How I Chose My Name
In the beginning of transitioning, my doctor gave me some of the best wisdom. She said that some things about my transition would be easier than I thought, and some would be harder. I didn’t think choosing my own name would be difficult, but once I sat down to it, I found it to be a struggle, and I discovered something about my personal philosophy in those moments.
I believe, deep down, that names are something we are given, and not something we chose for ourselves. We can create a name for ourselves, but that’ s not the same thing. I enjoy having nick names, even if they are seemingly silly and insulting, such as Small Fry or Short Stuff. It matters that I belong to a group, and that they have given me a name–honored me with one. Unfortunately, when it came down to it, I had to choose Ben Brock myself, but I was born Bethany Ann Lilley*, and that name still means something to me.

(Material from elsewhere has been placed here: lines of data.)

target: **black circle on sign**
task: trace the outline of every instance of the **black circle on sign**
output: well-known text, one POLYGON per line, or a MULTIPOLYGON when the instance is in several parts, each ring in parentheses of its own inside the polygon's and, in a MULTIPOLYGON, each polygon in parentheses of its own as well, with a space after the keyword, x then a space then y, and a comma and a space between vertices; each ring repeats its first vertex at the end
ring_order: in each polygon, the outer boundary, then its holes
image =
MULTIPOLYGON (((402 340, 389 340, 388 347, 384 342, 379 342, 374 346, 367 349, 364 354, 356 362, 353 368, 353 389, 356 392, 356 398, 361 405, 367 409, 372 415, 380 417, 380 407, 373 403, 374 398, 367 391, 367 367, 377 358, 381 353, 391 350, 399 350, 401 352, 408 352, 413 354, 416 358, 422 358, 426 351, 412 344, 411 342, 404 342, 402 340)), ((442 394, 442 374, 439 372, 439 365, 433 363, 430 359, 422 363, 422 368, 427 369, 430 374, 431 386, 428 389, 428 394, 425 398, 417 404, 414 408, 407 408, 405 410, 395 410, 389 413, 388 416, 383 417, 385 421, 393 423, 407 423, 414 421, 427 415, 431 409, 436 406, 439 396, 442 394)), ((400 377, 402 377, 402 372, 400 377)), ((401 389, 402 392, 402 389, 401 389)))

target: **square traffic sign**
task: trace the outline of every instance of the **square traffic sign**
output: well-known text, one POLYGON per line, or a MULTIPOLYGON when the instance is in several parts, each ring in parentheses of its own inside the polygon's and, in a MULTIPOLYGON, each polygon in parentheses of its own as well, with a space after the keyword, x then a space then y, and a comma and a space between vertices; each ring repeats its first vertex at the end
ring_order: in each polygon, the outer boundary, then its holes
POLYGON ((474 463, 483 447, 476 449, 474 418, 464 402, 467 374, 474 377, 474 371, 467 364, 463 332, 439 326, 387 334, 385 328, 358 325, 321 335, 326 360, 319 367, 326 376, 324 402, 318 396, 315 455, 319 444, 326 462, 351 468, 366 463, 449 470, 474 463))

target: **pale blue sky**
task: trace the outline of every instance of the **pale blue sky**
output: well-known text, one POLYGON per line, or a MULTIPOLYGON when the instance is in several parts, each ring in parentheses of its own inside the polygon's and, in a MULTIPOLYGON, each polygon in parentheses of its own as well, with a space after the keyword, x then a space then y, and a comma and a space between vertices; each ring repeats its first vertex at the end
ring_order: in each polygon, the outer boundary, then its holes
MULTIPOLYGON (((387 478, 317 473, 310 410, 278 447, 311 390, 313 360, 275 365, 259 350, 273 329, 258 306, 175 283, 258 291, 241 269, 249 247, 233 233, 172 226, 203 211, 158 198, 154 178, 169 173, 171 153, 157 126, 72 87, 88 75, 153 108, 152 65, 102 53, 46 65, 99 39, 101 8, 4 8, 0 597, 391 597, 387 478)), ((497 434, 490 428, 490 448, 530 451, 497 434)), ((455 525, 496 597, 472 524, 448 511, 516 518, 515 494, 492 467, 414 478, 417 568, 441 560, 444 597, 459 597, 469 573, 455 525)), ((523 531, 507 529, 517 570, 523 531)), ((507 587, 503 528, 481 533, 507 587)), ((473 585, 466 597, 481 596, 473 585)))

History is written by the victors, and I supposed I felt as if I were a disgruntled loser when I heard my mother telling one of our longtime friends over dinner how I chose my name, with her apparently helping me in her version of the tale. That inspired a bit of rebellion on my end, and for the official record, I’d like to reveal to you the process of how I actually chose my name.
All I knew when I started was that I wanted to keep my initials. It would make things simpler (every career I’ve had has involved copious initial signing), and having parameters such as this made it seem as if I wasn’t picking my name all willy nilly, which was important to me on a philosophical level. My brother is Brian, so that was out. I toyed with ideas such as Blake and Benedict, but one friend said Blake was a forty-year old tennis player’s name, which was fine, but ultimately the name wasn’t sticking, and Benedict make me think of eggs or Cumberbatch. So I reached out to my family.
The only time my mom and I really talk is when we run, and on one of our runs I asked her what boy’s name she was going to give me if I’d been identified at birth as male. I seemed to recall her telling me when I was sixteen or so, but I could barely remember the conversation.
She ignored me. She changed the subject. She was still struggling with my transition, and I think her brain was simply on overload.
I could understand that, so I wracked my own memory, and the name I believed she was going to give me was Benjamin. It was a weak memory, and I hated the name Benjamin (if you ask me why, I’ll sing you a song). Despite that, some part of me held onto the name Ben.
When you take T your dick gets bigger–that’s just a fact–and considering no one in my life before I’d taken T had ever been able to find my “button of pleasure”, I was very much pleased with the results. But my growth in that area was also the impetus for many dick jokes in the Brock household.
Me: Why does my dick get hard whenever I take a shower?
Husbear: Oh. Mine did that too… when I was twelve! *laughs hysterically*
Me: *rude gesture*
And so on.
One fateful night of messing around, the husbear smiled at me, stroked my leg, and asked how I was feeling.
The first words out of my mouth were, “Big Ben’s feeling fiiiiiiine.”
His hand stopped. “Big Ben?”
I was a bit taken aback too, but I shrugged it off. “Sure. And I’m Little Ben.”
“Okay. You do realize that Big Ben is actually the bell, right, and not the clock tower?”
I pointed to my crotch. “And this is my bellend.”
His hand continued up my leg. “Big Ben it is.”
And Ben it was. I ultimately chose Bennett because it was less offensive to me than Benjamin, but I’m not one of those people who needs a perfect name. Truth is, the letter B is my least favorite letter in the alphabet. I hate writing it and saying it. Blech!
Later my mother confirmed–to our friends–that she was going to name me Benjamin if I had been identified at birth as a boy, but she also insisted, her face shining with drunken maternal pride, that she had helped me pick my name.
I’m sure my parents at times feel bad about the way they raised me, and her fudging a bit on details for storytelling purposes is fine, but the way she completely erased my struggle and made herself look good bothered me. Admittedly, a small part of me wanted to hold onto her version of events, because in her shining eyes I saw a piece of my ideal world, a piece of the mother she could have been to me. But that’s not what actually happened, and now you have the real story.
My dick chose my name.
Photo: My signature now is almost identical to my signature after I got married. Note the angry B’s! *wink*
*Sometimes I like to use my old names when I blog, as a tool of storytelling, but please don’t take that as permission to deadname me.